I've floated [1] to make this non-fatal in CI while we figure out and fix the root cause. [1]: https://github.com/openshift/origin/pull/26235
This issue is currently preventing PRs from merging for 4.8 and the master in the cluster-kube-apiserver-operator repo. Is someone working on it?
Yes, I believe this is a dupe of https://bugzilla.redhat.com/show_bug.cgi?id=1972167
We currently believe this is a dupe of 1972167, and should be verified as such, or reopened if determined otherwise. *** This bug has been marked as a duplicate of bug 1972167 ***
Bug 1972167 has been MODIFIED or later for at least four days now, and today in an unrelated origin master PR I saw [1]: : [sig-network] pods should successfully create sandboxes by writing network status 0s 1 failures to create the sandbox ns/openshift-multus pod/network-metrics-daemon-gqwwm node/ci-op-t2lww3dt-db044-6dlnx-master-2 - never deleted - reason/FailedCreatePodSandBox Failed to create pod sandbox: rpc error: code = Unknown desc = failed to create pod network sandbox k8s_network-metrics-daemon-gqwwm_openshift-multus_dd7a77c9-c4e3-46ae-89bc-9e4685ef765c_0(adf45dda585ae0b65221fdf1a4e8ff914a88bd44e15a217cc05f84c165897e3c): Multus: [openshift-multus/network-metrics-daemon-gqwwm]: error setting the networks status, pod was already deleted: SetNetworkStatus: failed to query the pod network-metrics-daemon-gqwwm in out of cluster comm: Unauthorized That doesn't match the 'error getting pod: Unauthorized' carve-out from [2], so it failed the job. I'm not sure if there's still a missing part of cleanly handling token rotation, or if this is just the origin suite ratcheting down on strictness faster than the Multus tooling can keep up. [3] is up with a broader origin softening based on the fact that these hiccups seem to automatically recover. [1]: https://prow.ci.openshift.org/view/gs/origin-ci-test/pr-logs/pull/26262/pull-ci-openshift-origin-master-e2e-gcp-upgrade/1407415987656986624 [2]: https://github.com/openshift/origin/pull/26235/commits/8b6ec68cf75b3f90116dd16acbde3a900e601fba [3]: https://github.com/openshift/origin/pull/26208
I'm setting this as blocker- as I currently understand this to be incorrect -- but non-fatal. It seems as though this condition does recover, and that the "Unauthenticated" response from the api server will cause Multus to fail for an instance, however, an impacted pod will go into a crashloop and recover. Not ideal, however while it seems to occur with regularity in CI, it impacts a small number of pods. I'm still working towards an overall fix.
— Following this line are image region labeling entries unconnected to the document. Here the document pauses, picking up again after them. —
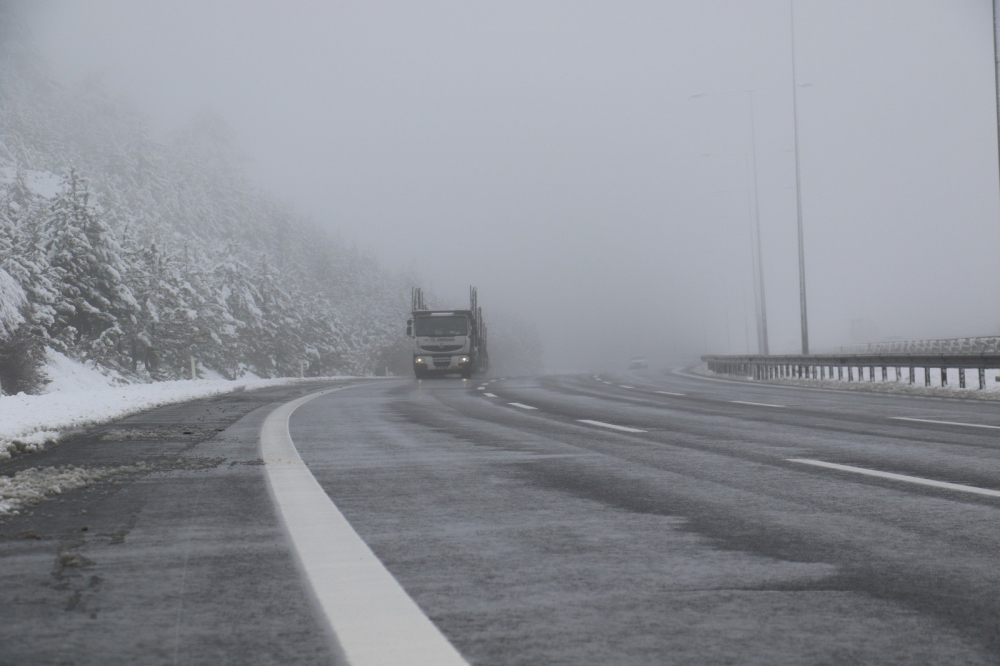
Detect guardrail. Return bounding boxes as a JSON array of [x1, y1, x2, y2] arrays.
[[701, 354, 1000, 389], [832, 335, 1000, 354]]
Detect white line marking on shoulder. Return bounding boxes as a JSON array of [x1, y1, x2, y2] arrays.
[[729, 400, 785, 409], [577, 419, 646, 432], [260, 387, 467, 666], [889, 416, 1000, 430], [788, 458, 1000, 497]]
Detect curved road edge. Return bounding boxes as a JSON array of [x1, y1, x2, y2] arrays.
[[260, 386, 467, 666]]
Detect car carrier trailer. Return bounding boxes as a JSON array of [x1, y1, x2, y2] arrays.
[[406, 287, 490, 379]]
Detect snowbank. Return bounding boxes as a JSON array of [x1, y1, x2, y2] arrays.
[[0, 353, 350, 459], [0, 268, 27, 338]]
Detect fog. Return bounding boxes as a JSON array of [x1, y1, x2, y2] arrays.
[[23, 0, 1000, 371]]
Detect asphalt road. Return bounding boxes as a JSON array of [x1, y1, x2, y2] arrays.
[[0, 374, 1000, 664]]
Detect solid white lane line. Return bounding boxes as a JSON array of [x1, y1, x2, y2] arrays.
[[729, 400, 785, 409], [788, 458, 1000, 497], [577, 419, 646, 432], [260, 387, 467, 666], [889, 416, 1000, 430]]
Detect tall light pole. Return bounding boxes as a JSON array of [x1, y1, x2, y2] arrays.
[[746, 90, 771, 356], [691, 90, 771, 356], [788, 0, 808, 356], [993, 0, 1000, 228]]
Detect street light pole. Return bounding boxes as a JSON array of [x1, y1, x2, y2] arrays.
[[993, 0, 1000, 233], [691, 90, 770, 356], [788, 0, 808, 356], [747, 90, 771, 356]]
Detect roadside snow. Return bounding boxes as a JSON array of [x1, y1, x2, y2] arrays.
[[0, 353, 350, 459], [0, 268, 27, 338], [0, 463, 153, 516]]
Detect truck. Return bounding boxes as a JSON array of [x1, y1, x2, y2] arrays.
[[406, 287, 490, 379]]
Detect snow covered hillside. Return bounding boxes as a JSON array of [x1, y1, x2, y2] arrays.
[[0, 350, 349, 459], [0, 16, 411, 381]]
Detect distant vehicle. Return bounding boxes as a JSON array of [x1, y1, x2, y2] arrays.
[[406, 287, 490, 379], [628, 356, 649, 370]]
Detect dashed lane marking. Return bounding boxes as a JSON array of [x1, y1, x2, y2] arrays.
[[260, 387, 467, 666], [788, 458, 1000, 497], [729, 400, 785, 408], [889, 416, 1000, 430], [577, 419, 646, 432]]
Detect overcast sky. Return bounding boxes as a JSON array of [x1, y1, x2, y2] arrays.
[[23, 0, 1000, 371]]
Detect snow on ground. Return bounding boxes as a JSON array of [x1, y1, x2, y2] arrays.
[[0, 166, 63, 199], [0, 463, 153, 516], [0, 269, 28, 338], [0, 352, 350, 459]]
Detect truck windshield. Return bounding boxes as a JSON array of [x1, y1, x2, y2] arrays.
[[414, 317, 469, 337]]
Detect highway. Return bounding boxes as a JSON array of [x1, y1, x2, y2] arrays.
[[0, 373, 1000, 664]]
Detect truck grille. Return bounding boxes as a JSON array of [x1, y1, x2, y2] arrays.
[[420, 345, 462, 352]]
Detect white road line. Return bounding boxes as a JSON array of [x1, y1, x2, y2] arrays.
[[729, 400, 785, 408], [260, 387, 467, 666], [788, 458, 1000, 497], [889, 416, 1000, 430], [577, 419, 646, 432]]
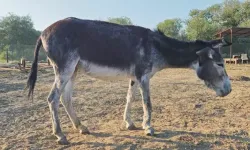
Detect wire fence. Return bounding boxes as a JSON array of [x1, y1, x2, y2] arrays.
[[0, 44, 47, 62]]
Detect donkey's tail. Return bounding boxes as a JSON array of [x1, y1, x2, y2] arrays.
[[25, 37, 42, 100]]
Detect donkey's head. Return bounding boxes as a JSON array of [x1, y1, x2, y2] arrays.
[[196, 39, 232, 97]]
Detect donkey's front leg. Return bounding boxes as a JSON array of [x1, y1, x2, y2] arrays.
[[139, 75, 154, 136]]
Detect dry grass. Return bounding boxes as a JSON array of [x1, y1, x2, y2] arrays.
[[0, 65, 250, 150]]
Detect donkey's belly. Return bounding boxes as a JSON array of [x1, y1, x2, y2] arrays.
[[80, 61, 134, 80]]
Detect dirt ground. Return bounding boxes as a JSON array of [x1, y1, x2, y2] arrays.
[[0, 65, 250, 150]]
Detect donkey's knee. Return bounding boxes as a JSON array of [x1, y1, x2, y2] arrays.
[[47, 88, 60, 103]]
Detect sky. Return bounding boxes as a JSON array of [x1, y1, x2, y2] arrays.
[[0, 0, 223, 31]]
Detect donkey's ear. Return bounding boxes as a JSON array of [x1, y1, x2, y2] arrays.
[[213, 37, 232, 48], [196, 47, 214, 59]]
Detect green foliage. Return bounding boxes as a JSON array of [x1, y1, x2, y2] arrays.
[[0, 13, 40, 60], [107, 17, 133, 25], [157, 18, 183, 38]]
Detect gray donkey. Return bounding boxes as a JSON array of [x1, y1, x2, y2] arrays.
[[27, 17, 231, 144]]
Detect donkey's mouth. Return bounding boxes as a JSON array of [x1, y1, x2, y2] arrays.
[[216, 89, 232, 97]]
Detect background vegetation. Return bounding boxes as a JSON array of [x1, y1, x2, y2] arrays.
[[0, 0, 250, 61]]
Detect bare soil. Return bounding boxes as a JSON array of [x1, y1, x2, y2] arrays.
[[0, 65, 250, 150]]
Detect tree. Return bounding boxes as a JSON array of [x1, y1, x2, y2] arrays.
[[186, 4, 222, 40], [157, 18, 182, 38], [221, 0, 244, 28], [107, 17, 133, 25], [0, 13, 40, 61]]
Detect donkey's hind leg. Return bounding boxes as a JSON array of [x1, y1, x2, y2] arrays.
[[48, 59, 79, 145], [124, 80, 138, 130], [61, 69, 89, 134]]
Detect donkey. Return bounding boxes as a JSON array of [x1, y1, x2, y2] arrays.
[[26, 17, 231, 144]]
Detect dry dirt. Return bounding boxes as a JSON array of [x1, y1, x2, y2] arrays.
[[0, 65, 250, 150]]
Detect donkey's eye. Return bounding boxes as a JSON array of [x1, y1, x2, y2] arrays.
[[217, 64, 224, 67]]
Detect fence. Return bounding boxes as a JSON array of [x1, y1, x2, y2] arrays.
[[0, 44, 47, 62]]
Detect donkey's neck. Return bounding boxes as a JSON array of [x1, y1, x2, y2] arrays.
[[154, 34, 206, 68]]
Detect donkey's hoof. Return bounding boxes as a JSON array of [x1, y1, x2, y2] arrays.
[[57, 137, 69, 145], [145, 127, 155, 136], [126, 123, 137, 130], [80, 126, 90, 134]]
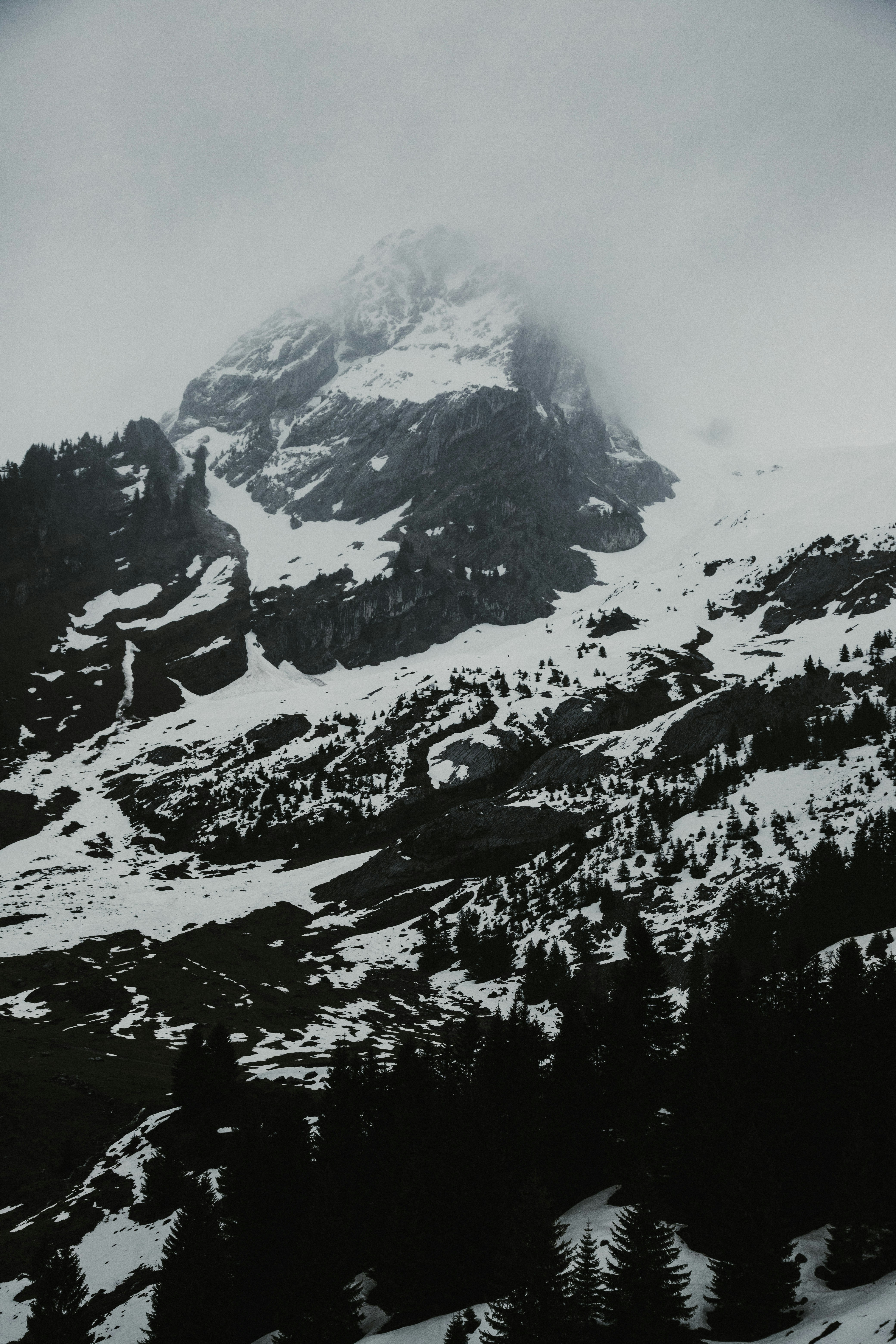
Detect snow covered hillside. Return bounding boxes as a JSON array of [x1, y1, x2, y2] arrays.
[[0, 231, 896, 1344]]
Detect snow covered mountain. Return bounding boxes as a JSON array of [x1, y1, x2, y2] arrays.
[[0, 230, 896, 1344]]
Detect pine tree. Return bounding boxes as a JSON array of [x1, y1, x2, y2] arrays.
[[171, 1023, 207, 1111], [27, 1246, 93, 1344], [707, 1132, 799, 1340], [445, 1312, 469, 1344], [144, 1176, 232, 1344], [205, 1021, 239, 1108], [825, 1124, 889, 1289], [130, 1148, 189, 1223], [605, 914, 677, 1181], [569, 1223, 602, 1332], [480, 1181, 572, 1344], [600, 1204, 693, 1344], [279, 1276, 361, 1344]]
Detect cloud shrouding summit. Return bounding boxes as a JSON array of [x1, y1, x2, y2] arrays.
[[0, 0, 896, 457]]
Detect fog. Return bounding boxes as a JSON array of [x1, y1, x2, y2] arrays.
[[0, 0, 896, 458]]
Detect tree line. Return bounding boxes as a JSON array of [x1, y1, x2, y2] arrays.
[[28, 899, 896, 1344]]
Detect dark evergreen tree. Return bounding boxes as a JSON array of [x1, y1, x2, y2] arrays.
[[418, 910, 454, 976], [569, 1223, 603, 1335], [480, 1181, 572, 1344], [707, 1132, 799, 1340], [445, 1312, 470, 1344], [27, 1246, 93, 1344], [825, 1121, 896, 1289], [600, 1204, 693, 1344], [603, 914, 677, 1181], [172, 1023, 239, 1115], [279, 1257, 361, 1344], [145, 1176, 232, 1344], [205, 1021, 239, 1109], [171, 1024, 207, 1113], [130, 1148, 189, 1223]]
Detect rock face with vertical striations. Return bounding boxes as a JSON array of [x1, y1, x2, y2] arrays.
[[169, 229, 674, 672]]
*** Bug 1948066 has been marked as a duplicate of this bug. ***
I've been taking a look at the CI results for this bug, and I'm curious if the threshold can be set at two failures? Each time I'm seeing this error, it's a single error. Because of the limitation in how quickly the Multus daemonset updates the authentication information, I believe that intermittent failures are to be expected. While incorrect, such issues will resolve on subsequent runs. This is due to the fact that the Multus CNI binary runs on disk, and the kubeconfig it uses is generated from the entrypoint script which updates each second. It's less likely to see more than one instance of this error, which may be more indicative of a potentially more impactful error condition. I believe this authentication issue will be resolved holistically by an upcoming refactor to Multus that has multus in a mode where it functions as a "thick plugin" -- with a CNI shim, and then a daemonset that runs resident in memory. In this mode, the resident daemon will use authentication from client-go, which should handle authentication in a fashion similar to other components running as part of the openshift infracture, e.g. operators, and controllers.